Striker Chelsea, Timo Werner, duel udara dengan bek Leicester City, Caglar Soyuncu, pada laga Liga Inggris di Stadion Stamford Bridge, Rabu (19/5/2021). Chelsea menang dengan skor 2-1. (Glyn Kirk/Pool via AP)
Striker Chelsea, Timo Werner, duel udara dengan bek Leicester City, Caglar Soyuncu, pada laga Liga Inggris di Stadion Stamford Bridge, Rabu (19/5/2021). Chelsea menang dengan skor 2-1. (Glyn Kirk/Pool via AP)

Timo Werner buluk? Tunggu dulu.

Lihat penampilan Timo Werner di Liga Champions. Timo Werner tampil pada 11 laga, hanya dua kali sebagai pengganti. Timo Werner pun tampil bagus dengan mencatatkan empat gol dan dua assist.

Werner memang melewatkan satu peluang emas pada leg pertama babak semifinal lawan Real Madrid. Tapi, dia menebusnya pada leg kedua. Werner mencetak gol yang amat penting dan akhirnya turut membantu Chelsea lolos ke final Liga Champions.

Edouard Mendy

Kiper Chelsea, Edouard Mendy menepis bola tendangan penalti striker Manchester City, Sergio Aguero pada pertandingan lanjutan Liga Inggris di Stadion Etihad di Manchester, Sabtu (8/5/2021). Manchester City telah mengumpulkan 80 poin dari 35 pertandingan. (Shaun Botterill /Pool via AP)
Kiper Chelsea, Edouard Mendy menepis bola tendangan penalti striker Manchester City, Sergio Aguero pada pertandingan lanjutan Liga Inggris di Stadion Etihad di Manchester, Sabtu (8/5/2021). Manchester City telah mengumpulkan 80 poin dari 35 pertandingan. (Shaun Botterill /Pool via AP)

Edouard Mendy memberi dampak besar bagi Chelsea, terutama di Liga Champions. Dia hanya sekali absen dari 12, itu pun pada laga yang tidak lagi menentukan di fase grup.

Mendy melakukan banyak aksi gemilang di laga semifinal, lawan Real Madrid. Dari 11 laga, Mendy hanya kebobolan tiga gol saja. Mendy tidak pernah kebobolan lebih dari satu gol per laga dan punya catatan delapan laga nirbobol.

Cesar Azpilicueta

Bek Chelsea, Cesar Azpilicueta (atas) berebut bola dengan gelandang Manchester City, Raheem Sterling dalam laga lanjutan Liga Inggris 2020/2021 pekan ke-35 di Etihad Stadium, Manchester, Sabtu (8/5/2021). Chelsea menang 2-1 atas Manchester City. (AP/Shaun Botterill/Pool)
Bek Chelsea, Cesar Azpilicueta (atas) berebut bola dengan gelandang Manchester City, Raheem Sterling dalam laga lanjutan Liga Inggris 2020/2021 pekan ke-35 di Etihad Stadium, Manchester, Sabtu (8/5/2021). Chelsea menang 2-1 atas Manchester City. (AP/Shaun Botterill/Pool)

Azpilicueta menjadi pemain dengan menit bermain terbaik ketika untuk Chelsea di Liga Champions. Sang kapten membuktikan bahwa dia punya andil besar bagi sukses The Blues lolos ke final.

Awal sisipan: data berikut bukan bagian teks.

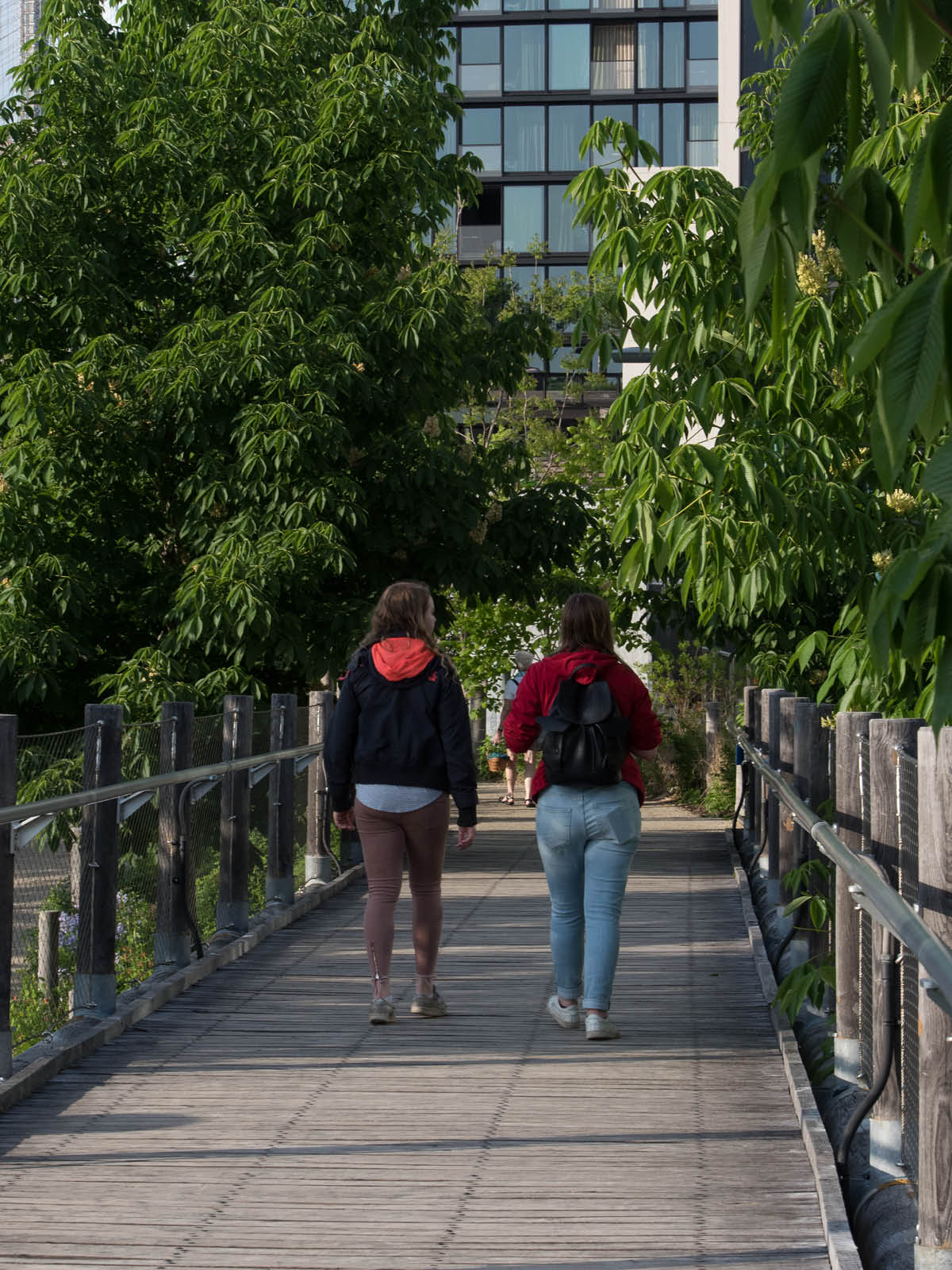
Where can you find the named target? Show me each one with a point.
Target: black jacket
(413, 730)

Azpilicueta tampil bagus di lini belakang Chelsea. Dia hanya mendapat satu kartu kuning, walau banyak melakukan pelanggaran. Pemain 31 tahun benar-benar jadi andalan di sisi kanan pertahanan Chelsea.

N'Golo Kante

Gelandang Chelsea, N'Golo Kante, berebut bola dengan pemain Real Madrid, Toni Kroos, pada laga semifinal Liga Champions di Stadion Alfredo di Stefano, Rabu (28/4/2021). Kedua tim bermain imbang 1-1. (AP/Bernat Armangue)
Gelandang Chelsea, N'Golo Kante, berebut bola dengan pemain Real Madrid, Toni Kroos, pada laga semifinal Liga Champions di Stadion Alfredo di Stefano, Rabu (28/4/2021). Kedua tim bermain imbang 1-1. (AP/Bernat Armangue)

N'Golo Kante jadi satu-satunya pemain yang tampil pada 12 laga Chelsea di Liga Champions musim ini. Tidak semua sebagai pemain inti, tetapi dia tidak pernah absen sejak laga fase grup.

Penampilan terbaik Kante tersaji pada laga semifinal, melawan Real Madrid. Kante punya determinasi yang luar biasa dan sukses membuat trio lini tengah Real Madrid tidak berkutik melawannya.

Mason Mount

Pemain Chelsea, Mason Mount, melepaskan tendangan saat melawan Aston Villa pada laga Liga Inggris di Stadion Villa Park, Minggu (23/5/2021). Chelsea tumbang dengan skor 2-1. (Richard Heathcote/Pool via AP)
Pemain Chelsea, Mason Mount, melepaskan tendangan saat melawan Aston Villa pada laga Liga Inggris di Stadion Villa Park, Minggu (23/5/2021). Chelsea tumbang dengan skor 2-1. (Richard Heathcote/Pool via AP)

Mount menunjukkan performa yang bagus pada fase gugur. Dia mencetak masing-masing satu gol ke gawang Porto dan Real Madrid. Sebuah gol yang sangat penting bagi langkah The Blues menuju ke final.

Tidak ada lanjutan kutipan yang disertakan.